When cluster fails (manually or automatically) and ownership goes to secondary node, i see SQL Server service in "Running" state (on secondary node), SQL Agent stays as it is in stopped state, at the same time I see SQL Server resource in WSFC shows as "online pending" (on second node), it takes a long time in this state. Then it fails and all resources fails back to primary node.
After failing back to primary node WSFC shows SQL Server resource as "online pending" when i go to services i see "SQL server" service is in running state but SQL Agent stays in stopped state. It stays in "online pending" state for a long time just like it does in first failover and then SQL Server resource in WSFC goes into "failed" state.
Then what i do is on the primary node, go to services bring SQL Server service online by starting it manually, SQL Server service comes back up in running state and then i try to bring SQL Server resource in WSFC online by right clicking on it. It shows online pending for some time and then it fails again.
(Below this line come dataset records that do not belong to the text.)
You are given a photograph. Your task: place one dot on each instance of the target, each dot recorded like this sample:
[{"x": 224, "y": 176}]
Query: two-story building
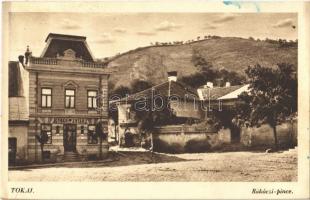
[{"x": 67, "y": 97}]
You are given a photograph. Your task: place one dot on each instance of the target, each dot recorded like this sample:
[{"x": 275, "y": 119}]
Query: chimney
[
  {"x": 209, "y": 85},
  {"x": 172, "y": 76}
]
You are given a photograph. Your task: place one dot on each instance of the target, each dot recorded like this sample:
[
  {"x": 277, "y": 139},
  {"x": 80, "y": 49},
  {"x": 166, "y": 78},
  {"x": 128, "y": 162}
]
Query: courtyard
[{"x": 147, "y": 166}]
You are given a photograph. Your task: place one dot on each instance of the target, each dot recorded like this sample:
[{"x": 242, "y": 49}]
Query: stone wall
[
  {"x": 179, "y": 139},
  {"x": 263, "y": 136}
]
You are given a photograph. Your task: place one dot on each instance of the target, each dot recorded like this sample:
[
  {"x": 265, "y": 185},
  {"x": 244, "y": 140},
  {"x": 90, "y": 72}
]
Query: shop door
[{"x": 70, "y": 137}]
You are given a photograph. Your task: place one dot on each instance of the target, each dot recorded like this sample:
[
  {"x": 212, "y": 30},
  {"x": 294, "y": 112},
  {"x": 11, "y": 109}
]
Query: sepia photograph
[{"x": 153, "y": 97}]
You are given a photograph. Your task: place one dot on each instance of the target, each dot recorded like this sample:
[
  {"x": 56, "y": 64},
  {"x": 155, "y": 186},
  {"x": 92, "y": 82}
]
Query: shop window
[
  {"x": 82, "y": 130},
  {"x": 57, "y": 130},
  {"x": 92, "y": 99},
  {"x": 91, "y": 135},
  {"x": 46, "y": 98},
  {"x": 69, "y": 98},
  {"x": 47, "y": 129}
]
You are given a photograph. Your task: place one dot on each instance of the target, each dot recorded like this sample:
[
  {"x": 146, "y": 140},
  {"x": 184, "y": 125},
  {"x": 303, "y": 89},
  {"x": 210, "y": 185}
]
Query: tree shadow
[{"x": 116, "y": 159}]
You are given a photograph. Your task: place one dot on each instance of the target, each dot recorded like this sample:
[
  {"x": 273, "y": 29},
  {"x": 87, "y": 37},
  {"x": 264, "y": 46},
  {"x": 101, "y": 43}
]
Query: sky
[{"x": 111, "y": 33}]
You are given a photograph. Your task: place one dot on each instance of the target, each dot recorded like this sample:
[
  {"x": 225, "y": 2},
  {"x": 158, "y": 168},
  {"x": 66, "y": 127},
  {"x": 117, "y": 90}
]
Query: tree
[
  {"x": 42, "y": 139},
  {"x": 272, "y": 96},
  {"x": 139, "y": 85},
  {"x": 121, "y": 91},
  {"x": 102, "y": 135}
]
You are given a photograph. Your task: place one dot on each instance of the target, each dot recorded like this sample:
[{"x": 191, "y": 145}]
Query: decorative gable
[
  {"x": 69, "y": 53},
  {"x": 70, "y": 84}
]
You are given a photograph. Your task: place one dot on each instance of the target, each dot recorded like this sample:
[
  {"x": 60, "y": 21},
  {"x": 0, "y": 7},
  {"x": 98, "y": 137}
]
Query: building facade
[{"x": 68, "y": 96}]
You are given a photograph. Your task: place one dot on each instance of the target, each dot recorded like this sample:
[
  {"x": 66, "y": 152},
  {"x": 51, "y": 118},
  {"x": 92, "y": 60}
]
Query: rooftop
[
  {"x": 57, "y": 44},
  {"x": 166, "y": 89},
  {"x": 222, "y": 93},
  {"x": 63, "y": 36}
]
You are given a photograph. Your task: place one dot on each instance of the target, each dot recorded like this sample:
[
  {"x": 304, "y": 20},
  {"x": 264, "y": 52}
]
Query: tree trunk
[
  {"x": 100, "y": 149},
  {"x": 275, "y": 137},
  {"x": 42, "y": 156}
]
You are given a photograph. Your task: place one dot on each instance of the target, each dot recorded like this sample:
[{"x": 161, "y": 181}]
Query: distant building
[
  {"x": 65, "y": 96},
  {"x": 182, "y": 100}
]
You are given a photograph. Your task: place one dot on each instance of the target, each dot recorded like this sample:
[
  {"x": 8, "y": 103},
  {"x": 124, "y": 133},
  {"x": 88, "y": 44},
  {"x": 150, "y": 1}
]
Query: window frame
[
  {"x": 88, "y": 130},
  {"x": 51, "y": 95},
  {"x": 70, "y": 98},
  {"x": 51, "y": 130},
  {"x": 92, "y": 107}
]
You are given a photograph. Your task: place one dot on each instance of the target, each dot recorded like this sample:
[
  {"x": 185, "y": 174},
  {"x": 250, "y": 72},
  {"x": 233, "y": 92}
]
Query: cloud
[
  {"x": 167, "y": 26},
  {"x": 211, "y": 26},
  {"x": 120, "y": 30},
  {"x": 70, "y": 24},
  {"x": 105, "y": 38},
  {"x": 225, "y": 18},
  {"x": 145, "y": 33},
  {"x": 284, "y": 23}
]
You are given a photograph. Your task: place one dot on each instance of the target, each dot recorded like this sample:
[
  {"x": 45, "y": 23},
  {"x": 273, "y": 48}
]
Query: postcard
[{"x": 155, "y": 100}]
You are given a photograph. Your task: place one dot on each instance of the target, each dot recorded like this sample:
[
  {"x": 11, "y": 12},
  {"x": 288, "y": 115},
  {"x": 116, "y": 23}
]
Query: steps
[{"x": 71, "y": 156}]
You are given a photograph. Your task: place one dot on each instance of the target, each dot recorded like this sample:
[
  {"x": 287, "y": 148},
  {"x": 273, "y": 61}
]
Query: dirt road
[{"x": 144, "y": 166}]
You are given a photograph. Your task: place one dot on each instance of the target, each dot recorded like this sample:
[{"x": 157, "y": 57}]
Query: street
[{"x": 145, "y": 166}]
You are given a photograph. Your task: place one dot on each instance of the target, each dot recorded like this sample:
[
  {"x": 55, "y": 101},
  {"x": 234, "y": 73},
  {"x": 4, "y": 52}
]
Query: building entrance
[{"x": 69, "y": 137}]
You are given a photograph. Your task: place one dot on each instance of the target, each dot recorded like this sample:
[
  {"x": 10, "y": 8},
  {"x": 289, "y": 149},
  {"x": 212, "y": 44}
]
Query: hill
[{"x": 233, "y": 54}]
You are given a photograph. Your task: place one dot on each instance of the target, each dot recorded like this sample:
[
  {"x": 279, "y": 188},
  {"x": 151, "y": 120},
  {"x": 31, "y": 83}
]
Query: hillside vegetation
[{"x": 233, "y": 54}]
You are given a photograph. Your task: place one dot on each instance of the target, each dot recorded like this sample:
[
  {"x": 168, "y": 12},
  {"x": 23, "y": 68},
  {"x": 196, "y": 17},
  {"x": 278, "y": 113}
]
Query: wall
[
  {"x": 187, "y": 109},
  {"x": 178, "y": 139},
  {"x": 58, "y": 81},
  {"x": 263, "y": 136},
  {"x": 20, "y": 133}
]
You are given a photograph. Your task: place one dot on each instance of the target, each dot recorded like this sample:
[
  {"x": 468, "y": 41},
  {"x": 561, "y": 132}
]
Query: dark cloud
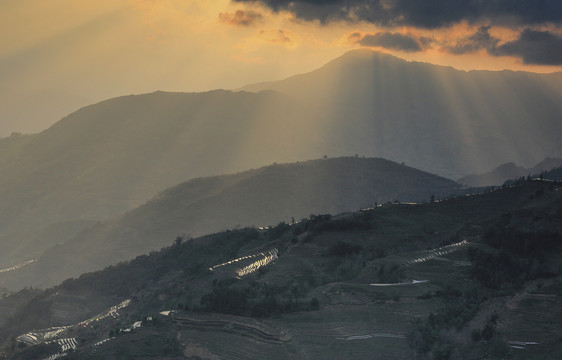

Next what i do is, go to services again and bring SQL Server and SQL Agent both services online one after another, they successfully starts and goes in "running" state. Then i try to bring SQL Server cluster resource online, it comes back online alongwith "sql agent" cluster resource.
Can someone tell me what is going on, why is WSFC not able to bring SQL resources online automatically and only way to bring sql server cluster resource online is by manually starting both sql server and sql server agent services manually and then manually bring cluster resource online.